Date 27 September 2014
Event ESMO 2014
Session Poster Display session
Topics Cervical Cancer
Staging Procedures (clinical staging)
Basic Principles in the Management and Treatment (of cancer)
Presenter Achiraya Teyateeti
Citation Annals of Oncology (2014) 25 (suppl_4): iv305-iv326. 10.1093/annonc/mdu338
Authors A. Teyateeti, N. Apiwarodom
  • Radiology , Division Of Radiation Oncology, Faculty of Medicine , Siriraj Hospital , Mahidol University, 10700 - Bangkok/TH



Findings of lymph node and distant metastases from pretreatment computed tomography (CT) may lead to treatment modifications. However, survival benefit from the modification remains unclear.
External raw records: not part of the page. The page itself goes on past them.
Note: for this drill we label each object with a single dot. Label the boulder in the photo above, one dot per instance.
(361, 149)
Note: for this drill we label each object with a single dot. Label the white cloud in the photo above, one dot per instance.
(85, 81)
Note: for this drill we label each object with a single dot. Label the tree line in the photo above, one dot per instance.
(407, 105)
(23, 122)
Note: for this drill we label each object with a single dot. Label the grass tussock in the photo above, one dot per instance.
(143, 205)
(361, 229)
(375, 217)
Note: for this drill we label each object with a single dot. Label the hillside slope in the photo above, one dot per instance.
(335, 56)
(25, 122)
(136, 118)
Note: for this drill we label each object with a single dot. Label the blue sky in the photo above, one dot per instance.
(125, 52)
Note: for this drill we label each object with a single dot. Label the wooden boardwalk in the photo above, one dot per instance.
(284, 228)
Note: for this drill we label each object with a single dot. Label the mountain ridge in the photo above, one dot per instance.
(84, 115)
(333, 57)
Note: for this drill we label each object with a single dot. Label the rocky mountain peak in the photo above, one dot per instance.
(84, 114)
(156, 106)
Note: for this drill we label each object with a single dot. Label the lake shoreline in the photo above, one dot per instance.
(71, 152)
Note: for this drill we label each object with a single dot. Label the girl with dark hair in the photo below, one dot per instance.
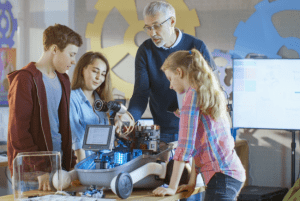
(91, 81)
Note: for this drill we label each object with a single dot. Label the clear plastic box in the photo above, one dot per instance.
(28, 166)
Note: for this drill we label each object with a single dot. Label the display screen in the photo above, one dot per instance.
(98, 135)
(266, 93)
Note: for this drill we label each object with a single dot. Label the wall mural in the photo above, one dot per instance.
(8, 27)
(127, 9)
(8, 24)
(258, 35)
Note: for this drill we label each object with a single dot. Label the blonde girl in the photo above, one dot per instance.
(204, 130)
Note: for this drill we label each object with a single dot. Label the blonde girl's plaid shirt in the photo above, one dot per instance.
(208, 141)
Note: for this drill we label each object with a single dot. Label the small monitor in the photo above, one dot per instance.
(99, 137)
(146, 122)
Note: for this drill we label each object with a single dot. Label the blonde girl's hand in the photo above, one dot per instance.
(188, 187)
(161, 191)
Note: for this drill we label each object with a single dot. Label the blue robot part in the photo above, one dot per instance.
(219, 53)
(258, 34)
(9, 20)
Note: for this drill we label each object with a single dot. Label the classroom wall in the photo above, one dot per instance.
(225, 26)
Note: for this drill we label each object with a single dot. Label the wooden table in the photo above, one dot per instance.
(137, 194)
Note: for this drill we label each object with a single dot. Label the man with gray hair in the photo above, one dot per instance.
(150, 81)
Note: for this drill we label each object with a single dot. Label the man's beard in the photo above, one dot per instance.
(160, 44)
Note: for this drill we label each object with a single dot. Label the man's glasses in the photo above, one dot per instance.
(155, 27)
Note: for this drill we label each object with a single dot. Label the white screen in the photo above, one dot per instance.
(266, 93)
(97, 135)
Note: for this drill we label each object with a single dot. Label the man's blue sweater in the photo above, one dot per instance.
(151, 82)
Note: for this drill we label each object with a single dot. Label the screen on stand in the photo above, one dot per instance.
(266, 93)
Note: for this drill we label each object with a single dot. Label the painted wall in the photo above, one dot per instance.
(225, 26)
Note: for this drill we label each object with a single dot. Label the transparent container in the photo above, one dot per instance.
(29, 167)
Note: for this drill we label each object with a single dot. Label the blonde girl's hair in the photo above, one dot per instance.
(210, 97)
(105, 89)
Medical records of 457 patients with clinical stage IB2 to IVA cervical cancer from January 2007 to December 2009 were retrospectively reviewed and stratified into CT and no CT group. Patients in CT group with negative imaging (no lymph node and distant metastases) and patients in no CT group received standard whole pelvic radiation (RT) with or without weekly platinum-based chemotherapy (CMT). Patients in CT group with positive imaging (lymph node and/or distant metastases) might individually receive modified RT (adjusted field edge, added para-aortic lymph node RT, added boost field and changed in RT dose), modified CMT (changed in CMT regimen and/or added adjuvant CMT) or combined modification. Survival analysis was done according to initial FIGO clinical staging.
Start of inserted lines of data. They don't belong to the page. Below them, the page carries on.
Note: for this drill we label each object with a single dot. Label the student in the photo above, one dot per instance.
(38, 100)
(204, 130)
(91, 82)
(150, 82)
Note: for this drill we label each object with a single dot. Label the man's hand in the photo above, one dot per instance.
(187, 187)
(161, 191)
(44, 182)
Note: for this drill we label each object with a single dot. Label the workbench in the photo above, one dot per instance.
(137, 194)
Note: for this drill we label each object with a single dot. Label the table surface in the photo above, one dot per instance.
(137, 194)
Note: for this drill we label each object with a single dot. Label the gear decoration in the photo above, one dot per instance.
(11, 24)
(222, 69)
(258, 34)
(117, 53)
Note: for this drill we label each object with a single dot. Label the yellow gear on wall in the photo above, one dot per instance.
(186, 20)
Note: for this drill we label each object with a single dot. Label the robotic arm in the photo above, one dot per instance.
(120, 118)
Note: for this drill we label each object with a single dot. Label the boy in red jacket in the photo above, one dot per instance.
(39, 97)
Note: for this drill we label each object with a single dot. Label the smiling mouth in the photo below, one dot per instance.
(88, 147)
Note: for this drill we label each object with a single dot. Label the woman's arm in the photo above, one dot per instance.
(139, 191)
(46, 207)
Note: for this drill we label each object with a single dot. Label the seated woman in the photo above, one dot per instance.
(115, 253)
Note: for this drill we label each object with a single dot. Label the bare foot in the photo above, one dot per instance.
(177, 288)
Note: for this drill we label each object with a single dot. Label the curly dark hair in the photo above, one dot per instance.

Of 242 patients in CT group and 215 patients in no CT group, stage I to IV disease were 1.7%, 38.4%, 58.7%,1.2% and 5.6%, 46%, 47%, 1.4%, respectively. Pretreatment imaging found lymph node and/or distant metastases in 43.4% and upstaged in 27.6% of patients, according to the 7th AJCC system. Treatment modifications were elicited in 21.9% of patients; RT (13.2%), CMT (4.1%) and both (4.5%). At median follow-up time of 35 months, progression-free survival (PFS) and overall survival (OS) at 3 years in CT and no CT group were 70.1% vs 74.7% (p = 0.135) and 68.3% vs 76.4% (p = 0.016). Subgroup analysis by stage showed that patients with stage II disease in CT and no CT group had no significant difference in 3-year PFS and OS; 80.3% vs 83.3% (p = 0.673) and 81.3% vs 79.7% (p = 0.802), respectively. In stage III disease, patients in both groups had no significant difference in 3-year PFS, 64.1% in CT group and 68.4% in no CT group (p = 0.187). However, the 3-year OS was significantly worse in CT group, 59.0% vs 72.8% (p = 0.023).


Although pretreatment imaging can lead to more accurate staging and treatment modification, not all patients would benefit from the current treatment modification.


All authors have declared no conflicts of interest.